Le cas de Covid-19 entre d’autant plus dans le cadre de cette problématique que la menace est en quelque sorte diffuse. Même si Maria ne se sent pas angoissée en soi par la maladie, elle nous confie « une angoisse venant de toutes les infos contradictoires que l’on reçoit et de la vague impression que notre gouvernement ne contrôle pas grand chose ». Martin*, quant à lui, nous a indiqué que même pendant les attentats de 2015, il n’avait pas rêvé aussi intensément. Le confinement et la pandémie ont ceci de particulier que cela concerne tout le monde, puisque même en n’étant pas touché, il faut se protéger, rester confiné, compter sur ses proches pour qu’ils fassent de même, tout ceci se traduisant par le sentiment que le coronavirus est partout. Sans compter que l’impact économique est, lui aussi, une charge mentale.
« Cette routine me stresse »
La plupart des personnes que nous avons interrogées n’arrivaient pas bien à discerner s’ils rêvaient davantage ou s’ils s’en souvenaient davantage. Le début de réponse fournie par la science est là aussi lié aux émotions intenses et, plus précisément, le stress. Les rêves les plus « réels » — ceux qui sont les plus clairs et dont on se souvient le mieux — adviennent généralement durant la phase de sommeil paradoxal. Or, en cas d’anxiété en journée, cette phase du sommeil peut se révéler plus difficile et raccourcie. Les insomnies récurrentes entraînent, pour cette raison, davantage de rêves, souvent plus intenses car on a tendance à se souvenir davantage.
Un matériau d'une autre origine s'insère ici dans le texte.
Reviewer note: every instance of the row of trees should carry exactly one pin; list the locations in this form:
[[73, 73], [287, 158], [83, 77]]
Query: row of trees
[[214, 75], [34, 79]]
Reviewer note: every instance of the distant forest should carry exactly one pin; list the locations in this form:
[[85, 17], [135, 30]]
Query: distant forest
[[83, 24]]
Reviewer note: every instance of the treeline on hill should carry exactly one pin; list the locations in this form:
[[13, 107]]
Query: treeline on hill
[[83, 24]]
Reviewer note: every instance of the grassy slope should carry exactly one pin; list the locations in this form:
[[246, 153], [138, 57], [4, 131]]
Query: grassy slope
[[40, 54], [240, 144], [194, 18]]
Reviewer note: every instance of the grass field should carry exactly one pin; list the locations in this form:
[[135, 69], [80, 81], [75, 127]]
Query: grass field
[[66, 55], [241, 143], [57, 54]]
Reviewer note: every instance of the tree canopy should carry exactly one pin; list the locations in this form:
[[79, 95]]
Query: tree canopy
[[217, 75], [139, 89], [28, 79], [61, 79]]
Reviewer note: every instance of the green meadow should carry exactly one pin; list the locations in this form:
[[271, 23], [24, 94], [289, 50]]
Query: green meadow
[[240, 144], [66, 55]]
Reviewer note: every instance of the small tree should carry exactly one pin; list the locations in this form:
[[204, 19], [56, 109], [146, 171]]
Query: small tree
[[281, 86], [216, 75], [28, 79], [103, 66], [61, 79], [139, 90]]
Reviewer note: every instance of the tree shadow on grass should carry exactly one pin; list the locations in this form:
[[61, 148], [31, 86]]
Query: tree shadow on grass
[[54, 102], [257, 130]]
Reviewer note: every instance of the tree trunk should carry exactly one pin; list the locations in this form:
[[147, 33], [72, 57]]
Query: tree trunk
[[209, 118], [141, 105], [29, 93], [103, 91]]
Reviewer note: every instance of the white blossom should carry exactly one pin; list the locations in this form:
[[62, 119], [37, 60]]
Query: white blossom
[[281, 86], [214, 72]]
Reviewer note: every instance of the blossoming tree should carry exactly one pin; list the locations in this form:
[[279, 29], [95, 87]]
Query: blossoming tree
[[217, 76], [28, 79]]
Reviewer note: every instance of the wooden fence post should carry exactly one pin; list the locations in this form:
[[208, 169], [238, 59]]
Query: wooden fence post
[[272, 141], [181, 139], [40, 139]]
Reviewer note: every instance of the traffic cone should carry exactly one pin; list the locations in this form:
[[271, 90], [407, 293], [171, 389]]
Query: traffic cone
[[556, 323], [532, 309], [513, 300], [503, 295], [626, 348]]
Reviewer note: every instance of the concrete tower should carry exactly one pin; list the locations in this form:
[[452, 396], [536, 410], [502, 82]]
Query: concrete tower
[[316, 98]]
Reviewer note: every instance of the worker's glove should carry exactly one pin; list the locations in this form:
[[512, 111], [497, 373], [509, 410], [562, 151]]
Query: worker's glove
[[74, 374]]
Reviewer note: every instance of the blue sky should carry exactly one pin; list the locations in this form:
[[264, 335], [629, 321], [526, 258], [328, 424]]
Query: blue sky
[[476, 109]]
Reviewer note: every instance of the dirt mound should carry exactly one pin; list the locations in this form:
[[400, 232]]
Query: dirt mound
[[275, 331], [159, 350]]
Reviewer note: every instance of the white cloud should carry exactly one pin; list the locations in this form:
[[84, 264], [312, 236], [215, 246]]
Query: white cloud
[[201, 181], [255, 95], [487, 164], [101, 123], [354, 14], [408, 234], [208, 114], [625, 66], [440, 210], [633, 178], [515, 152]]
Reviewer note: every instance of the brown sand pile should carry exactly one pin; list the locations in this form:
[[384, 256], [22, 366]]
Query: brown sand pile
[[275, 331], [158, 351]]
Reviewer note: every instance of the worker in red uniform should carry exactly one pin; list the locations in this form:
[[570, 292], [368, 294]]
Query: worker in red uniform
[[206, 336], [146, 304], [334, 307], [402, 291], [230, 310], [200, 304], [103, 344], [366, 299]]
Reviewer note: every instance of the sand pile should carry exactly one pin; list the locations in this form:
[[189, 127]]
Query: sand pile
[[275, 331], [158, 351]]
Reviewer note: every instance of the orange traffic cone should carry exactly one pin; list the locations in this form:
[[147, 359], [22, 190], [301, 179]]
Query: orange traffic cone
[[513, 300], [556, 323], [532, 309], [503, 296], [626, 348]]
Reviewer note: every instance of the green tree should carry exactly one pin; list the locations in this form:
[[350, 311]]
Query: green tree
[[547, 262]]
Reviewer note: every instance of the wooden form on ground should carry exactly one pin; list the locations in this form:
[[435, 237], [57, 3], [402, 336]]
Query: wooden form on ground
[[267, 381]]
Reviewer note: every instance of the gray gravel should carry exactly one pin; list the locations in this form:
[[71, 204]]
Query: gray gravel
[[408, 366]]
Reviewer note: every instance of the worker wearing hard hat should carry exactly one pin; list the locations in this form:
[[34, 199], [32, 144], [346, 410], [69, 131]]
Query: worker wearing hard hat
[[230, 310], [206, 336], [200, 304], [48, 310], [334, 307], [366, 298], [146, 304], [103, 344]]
Pourtant, la plupart des personnes interrogées par Numerama au sujet du confinement relèvent que leurs nuits accompagnées de rêves sont aussi celles où elles dorment le moins bien, soit parce qu’elles se réveillent tôt soit parce que la nuit apparaît peu reposante. Jonathan relève même qu’il stresse pendant ses rêves, qui ne mettent en scène rien de plus que son quotidien. « Avec le confinement, j’ai sensiblement les mêmes journées qui reviennent en boucle. Je déteste faire les mêmes choses tout le temps, donc cette routine me stresse. » Et même s’il ne rêve pas directement du coronavirus, ses songes mettent en scène cette fameuse routine journalière stressante pour lui. La recherche scientifique, comme une étude publiée dans Sleep Medecine en 2016, tend justement à montrer que plus l’on est stressé, plus les rêves contiennent des émotions négatives et des éléments centrés sur soi, comme ce que Jonathan décrit.
Le confinement peut donc aussi provoquer des rêves qui n’ont rien de bizarre ou de cauchemardesque, mais qui sont simplement le fruit du stress de la journée, peu importe vos raisons personnelles de ce stress (famille, routine, travail, sport…). Les rêves qui en résultent pourront n’être que la condensation de ces émotions négatives, sous la forme de scènes relativement normales, mais à une fréquence plus forte et un souvenir plus marqué de leur contenu pour les raisons précédemment expliquées.